Because this is a regulated program, there are a few important rules to keep in mind. Only eligible consumers may enroll; the service is non-transferable, and it is limited to one discount per household. These guidelines help ensure the benefit reaches those who need it most.
So how do you qualify? In many cases, your existing support already points the way.
- Because Medicaid is strictly income-based, being enrolled in Medicaid can help you qualify for the federal Lifeline program.
- While Medicare alone does not automatically qualify you, many beneficiaries also receive Medicaid, Supplemental Security Income (SSI), or meet the low-income threshold (135% of federal poverty guidelines) to enroll.
Choosing carriers like Cintex Wireless, besides the Lifeline benefits, you can access a free device offer from the carrier.
As part of ongoing improvements in service, Cintex Wireless is in the process of merging with AirTalk Wireless, bringing together resources to support a smoother experience for customers.

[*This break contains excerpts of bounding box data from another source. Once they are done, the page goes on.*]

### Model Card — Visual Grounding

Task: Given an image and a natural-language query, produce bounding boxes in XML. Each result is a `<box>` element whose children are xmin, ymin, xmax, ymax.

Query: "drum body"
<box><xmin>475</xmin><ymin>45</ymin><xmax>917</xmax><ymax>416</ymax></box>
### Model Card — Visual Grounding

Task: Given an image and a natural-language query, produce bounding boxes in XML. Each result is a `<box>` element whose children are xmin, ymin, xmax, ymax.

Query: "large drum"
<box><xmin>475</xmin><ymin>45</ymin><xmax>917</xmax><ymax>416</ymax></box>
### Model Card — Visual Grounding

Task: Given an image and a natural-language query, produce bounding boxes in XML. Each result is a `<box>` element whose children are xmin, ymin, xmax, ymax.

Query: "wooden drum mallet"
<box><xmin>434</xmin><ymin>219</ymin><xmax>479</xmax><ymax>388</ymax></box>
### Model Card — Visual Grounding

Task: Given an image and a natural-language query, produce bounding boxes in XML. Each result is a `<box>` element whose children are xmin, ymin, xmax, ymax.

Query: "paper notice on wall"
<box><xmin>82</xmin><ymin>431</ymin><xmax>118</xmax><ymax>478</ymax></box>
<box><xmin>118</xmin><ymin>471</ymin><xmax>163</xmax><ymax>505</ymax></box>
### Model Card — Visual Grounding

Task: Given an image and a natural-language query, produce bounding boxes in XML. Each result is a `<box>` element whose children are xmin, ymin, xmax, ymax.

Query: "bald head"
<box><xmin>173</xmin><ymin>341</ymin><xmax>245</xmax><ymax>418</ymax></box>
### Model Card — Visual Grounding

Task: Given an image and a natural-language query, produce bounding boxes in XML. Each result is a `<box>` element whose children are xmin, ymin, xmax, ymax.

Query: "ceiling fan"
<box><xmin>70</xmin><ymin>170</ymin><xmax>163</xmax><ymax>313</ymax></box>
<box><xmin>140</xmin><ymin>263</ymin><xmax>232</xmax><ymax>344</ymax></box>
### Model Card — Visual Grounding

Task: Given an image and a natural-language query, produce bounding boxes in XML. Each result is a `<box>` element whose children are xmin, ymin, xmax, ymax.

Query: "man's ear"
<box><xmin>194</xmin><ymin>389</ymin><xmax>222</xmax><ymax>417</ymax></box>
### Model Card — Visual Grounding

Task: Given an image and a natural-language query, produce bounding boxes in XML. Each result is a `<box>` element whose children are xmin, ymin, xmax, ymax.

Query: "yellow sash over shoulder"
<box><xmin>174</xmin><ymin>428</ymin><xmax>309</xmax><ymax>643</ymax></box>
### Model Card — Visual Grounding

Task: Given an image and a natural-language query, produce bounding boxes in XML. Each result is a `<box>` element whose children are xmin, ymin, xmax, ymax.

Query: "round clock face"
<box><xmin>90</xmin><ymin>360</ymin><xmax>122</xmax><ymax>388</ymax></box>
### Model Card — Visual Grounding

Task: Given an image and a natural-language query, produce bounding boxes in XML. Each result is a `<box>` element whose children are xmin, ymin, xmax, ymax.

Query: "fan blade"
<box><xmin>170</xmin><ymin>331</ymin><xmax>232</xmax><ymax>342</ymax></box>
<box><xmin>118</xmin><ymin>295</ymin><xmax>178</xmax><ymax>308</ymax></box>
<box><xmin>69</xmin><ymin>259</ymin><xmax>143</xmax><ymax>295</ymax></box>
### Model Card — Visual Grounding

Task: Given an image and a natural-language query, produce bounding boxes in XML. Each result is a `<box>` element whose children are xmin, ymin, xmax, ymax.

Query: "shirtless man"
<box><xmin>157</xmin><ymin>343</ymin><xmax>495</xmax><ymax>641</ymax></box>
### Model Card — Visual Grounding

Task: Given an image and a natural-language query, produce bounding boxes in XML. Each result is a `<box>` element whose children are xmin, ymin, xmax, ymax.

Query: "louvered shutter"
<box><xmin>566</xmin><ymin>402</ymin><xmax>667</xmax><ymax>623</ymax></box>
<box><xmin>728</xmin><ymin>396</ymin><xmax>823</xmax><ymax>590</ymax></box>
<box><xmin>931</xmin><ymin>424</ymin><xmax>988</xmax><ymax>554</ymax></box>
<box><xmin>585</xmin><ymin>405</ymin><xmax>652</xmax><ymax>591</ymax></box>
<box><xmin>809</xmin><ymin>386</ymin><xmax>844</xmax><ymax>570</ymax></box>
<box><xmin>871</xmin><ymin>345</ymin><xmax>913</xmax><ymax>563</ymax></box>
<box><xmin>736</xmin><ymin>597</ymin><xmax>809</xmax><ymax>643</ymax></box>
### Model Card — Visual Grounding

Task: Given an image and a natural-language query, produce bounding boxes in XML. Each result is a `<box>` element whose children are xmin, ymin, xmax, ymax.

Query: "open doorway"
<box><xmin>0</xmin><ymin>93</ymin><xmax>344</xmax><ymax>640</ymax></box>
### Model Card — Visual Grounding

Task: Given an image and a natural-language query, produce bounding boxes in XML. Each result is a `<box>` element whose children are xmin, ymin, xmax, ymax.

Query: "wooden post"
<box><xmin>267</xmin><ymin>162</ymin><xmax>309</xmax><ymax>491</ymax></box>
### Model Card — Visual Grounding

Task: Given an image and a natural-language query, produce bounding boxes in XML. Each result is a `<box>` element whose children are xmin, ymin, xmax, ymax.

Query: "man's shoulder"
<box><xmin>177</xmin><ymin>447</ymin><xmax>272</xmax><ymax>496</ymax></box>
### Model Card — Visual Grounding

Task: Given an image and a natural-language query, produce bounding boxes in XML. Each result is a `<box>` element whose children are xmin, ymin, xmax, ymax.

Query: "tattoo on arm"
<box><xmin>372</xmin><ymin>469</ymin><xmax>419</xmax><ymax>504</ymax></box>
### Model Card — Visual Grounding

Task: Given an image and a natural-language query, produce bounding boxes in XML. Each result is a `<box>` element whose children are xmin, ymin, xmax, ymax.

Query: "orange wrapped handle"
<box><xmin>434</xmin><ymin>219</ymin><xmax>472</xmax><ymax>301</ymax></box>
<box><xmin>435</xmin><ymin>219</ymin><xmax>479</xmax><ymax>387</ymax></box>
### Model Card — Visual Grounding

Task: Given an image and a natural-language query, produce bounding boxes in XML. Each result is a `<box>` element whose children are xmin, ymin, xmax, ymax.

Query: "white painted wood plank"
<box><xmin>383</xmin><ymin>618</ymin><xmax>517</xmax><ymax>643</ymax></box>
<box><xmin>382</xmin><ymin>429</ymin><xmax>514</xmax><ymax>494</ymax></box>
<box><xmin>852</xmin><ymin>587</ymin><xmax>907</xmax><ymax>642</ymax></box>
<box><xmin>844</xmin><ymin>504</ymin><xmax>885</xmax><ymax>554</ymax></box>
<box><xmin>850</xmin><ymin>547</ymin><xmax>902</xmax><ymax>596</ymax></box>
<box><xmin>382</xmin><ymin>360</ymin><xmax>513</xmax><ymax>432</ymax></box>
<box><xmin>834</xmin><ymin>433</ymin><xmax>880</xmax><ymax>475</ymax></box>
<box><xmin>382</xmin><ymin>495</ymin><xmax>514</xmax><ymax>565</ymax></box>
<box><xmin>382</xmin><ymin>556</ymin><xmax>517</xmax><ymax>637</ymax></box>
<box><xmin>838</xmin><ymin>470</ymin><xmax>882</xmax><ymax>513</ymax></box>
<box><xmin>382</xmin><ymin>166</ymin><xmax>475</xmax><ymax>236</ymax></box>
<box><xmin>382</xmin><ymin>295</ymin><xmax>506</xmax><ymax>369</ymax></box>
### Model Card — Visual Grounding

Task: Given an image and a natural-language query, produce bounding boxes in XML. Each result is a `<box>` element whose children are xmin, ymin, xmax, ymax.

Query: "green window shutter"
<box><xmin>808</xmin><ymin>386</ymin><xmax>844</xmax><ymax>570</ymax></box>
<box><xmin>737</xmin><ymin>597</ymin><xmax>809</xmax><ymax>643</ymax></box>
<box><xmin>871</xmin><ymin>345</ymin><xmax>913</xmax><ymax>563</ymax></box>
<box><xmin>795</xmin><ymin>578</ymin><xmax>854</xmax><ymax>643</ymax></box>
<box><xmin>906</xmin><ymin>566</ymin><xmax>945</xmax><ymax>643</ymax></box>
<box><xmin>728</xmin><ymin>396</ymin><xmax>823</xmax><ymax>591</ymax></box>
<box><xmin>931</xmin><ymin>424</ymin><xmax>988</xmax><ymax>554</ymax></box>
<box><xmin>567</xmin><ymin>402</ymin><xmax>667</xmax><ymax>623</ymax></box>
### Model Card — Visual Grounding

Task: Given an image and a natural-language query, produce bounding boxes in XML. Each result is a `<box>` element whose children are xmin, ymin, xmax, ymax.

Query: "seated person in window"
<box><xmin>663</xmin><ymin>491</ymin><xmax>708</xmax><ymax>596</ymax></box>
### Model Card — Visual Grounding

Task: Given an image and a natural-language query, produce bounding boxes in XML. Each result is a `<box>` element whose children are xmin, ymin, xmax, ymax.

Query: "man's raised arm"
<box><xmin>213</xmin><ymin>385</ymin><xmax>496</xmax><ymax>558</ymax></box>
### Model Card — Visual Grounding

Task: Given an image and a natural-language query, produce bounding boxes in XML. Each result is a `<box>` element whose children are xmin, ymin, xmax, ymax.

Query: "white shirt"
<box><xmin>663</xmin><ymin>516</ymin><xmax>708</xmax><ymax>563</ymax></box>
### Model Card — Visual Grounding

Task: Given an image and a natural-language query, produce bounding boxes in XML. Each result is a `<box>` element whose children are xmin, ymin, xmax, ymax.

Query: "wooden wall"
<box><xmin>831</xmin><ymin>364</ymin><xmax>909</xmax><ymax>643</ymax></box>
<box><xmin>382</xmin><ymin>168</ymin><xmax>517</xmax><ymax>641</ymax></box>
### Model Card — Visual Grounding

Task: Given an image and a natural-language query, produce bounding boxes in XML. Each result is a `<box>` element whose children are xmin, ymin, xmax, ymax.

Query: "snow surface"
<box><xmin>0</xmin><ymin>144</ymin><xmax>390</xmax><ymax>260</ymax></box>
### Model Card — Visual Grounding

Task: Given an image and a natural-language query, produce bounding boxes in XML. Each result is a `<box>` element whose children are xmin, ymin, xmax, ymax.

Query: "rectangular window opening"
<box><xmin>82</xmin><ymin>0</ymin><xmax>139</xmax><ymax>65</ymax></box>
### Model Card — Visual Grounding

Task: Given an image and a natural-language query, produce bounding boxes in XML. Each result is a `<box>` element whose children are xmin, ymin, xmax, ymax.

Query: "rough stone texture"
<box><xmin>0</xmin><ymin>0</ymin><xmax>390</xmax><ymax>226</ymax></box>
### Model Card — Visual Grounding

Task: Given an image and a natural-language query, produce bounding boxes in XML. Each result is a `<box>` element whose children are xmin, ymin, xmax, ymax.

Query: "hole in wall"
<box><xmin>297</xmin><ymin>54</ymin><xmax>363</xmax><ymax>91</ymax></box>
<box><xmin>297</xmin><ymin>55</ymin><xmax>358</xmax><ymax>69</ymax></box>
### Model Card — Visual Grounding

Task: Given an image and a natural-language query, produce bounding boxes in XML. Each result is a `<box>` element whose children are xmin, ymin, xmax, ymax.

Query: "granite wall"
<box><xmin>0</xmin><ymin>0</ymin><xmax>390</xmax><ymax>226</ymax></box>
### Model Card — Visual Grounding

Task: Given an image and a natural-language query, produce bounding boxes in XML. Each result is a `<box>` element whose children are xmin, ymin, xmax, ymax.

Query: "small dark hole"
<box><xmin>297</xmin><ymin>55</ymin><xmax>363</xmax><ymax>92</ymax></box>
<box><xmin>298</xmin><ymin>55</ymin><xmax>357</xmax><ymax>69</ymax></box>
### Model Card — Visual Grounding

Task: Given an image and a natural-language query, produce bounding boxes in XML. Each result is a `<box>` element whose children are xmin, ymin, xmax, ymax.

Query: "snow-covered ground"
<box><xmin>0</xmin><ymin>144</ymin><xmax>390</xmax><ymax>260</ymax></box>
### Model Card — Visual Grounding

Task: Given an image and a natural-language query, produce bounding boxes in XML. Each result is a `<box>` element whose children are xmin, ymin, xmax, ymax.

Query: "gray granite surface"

Depending on your eligibility and what is available in your area, you may receive service benefits such as:
- A free 4G/5G smartphone
- Unlimited talk and text
- Monthly data for qualifying individuals
The exact offers can vary, but the purpose stays the same: making sure you can stay connected to the care, information, and people that support your health every day.

IMPORTANT: The government does not subsidize devices. Lifeline programs cover service costs only. Free or discounted devices are promotional offers from providers. Availability varies by state, ZIP code, stock, and eligibility. Terms apply.
>>> Read more: Top 10+ Best Free 5G Government Phones iPhone Users Can Get
6. Frequently Asked Questions (FAQ)
Q1. Do I have to pay back Medicaid?
In some cases, yes. Under the Medicaid Estate Recovery Program (MERP), states are required to seek repayment for certain services, like long-term care, from a deceased beneficiary’s estate. Medicare does not have a similar recovery program.
Q2. Does Medicare cover nursing homes?
Generally, no. Medicare only pays for short-term stays in a skilled nursing facility after a qualified hospital visit. It does not cover long-term custodial care in a nursing home; that type of long-term support is primarily covered by Medicaid.
Q3. Is Medicare Advantage the same as Medicaid?
No. Medicare Advantage (Part C) is a private insurance alternative to Original Medicare. However, there are Dual Special Needs Plans (D-SNPs), which are specific Medicare Advantage plans tailored for individuals who are “dual eligible” and have both Medicare and Medicaid.
Final Words
Understanding what is the difference between Medicare and Medicaid is vital for managing your healthcare costs and accessing the right benefits.
Whether you qualify for one or both, these programs provide a foundation for your physical and financial well-being.
Since enrollment in Medicaid often unlocks additional federal assistance, like free smartphone service, make sure you explore all the relief programs available to help keep your family healthy and connected.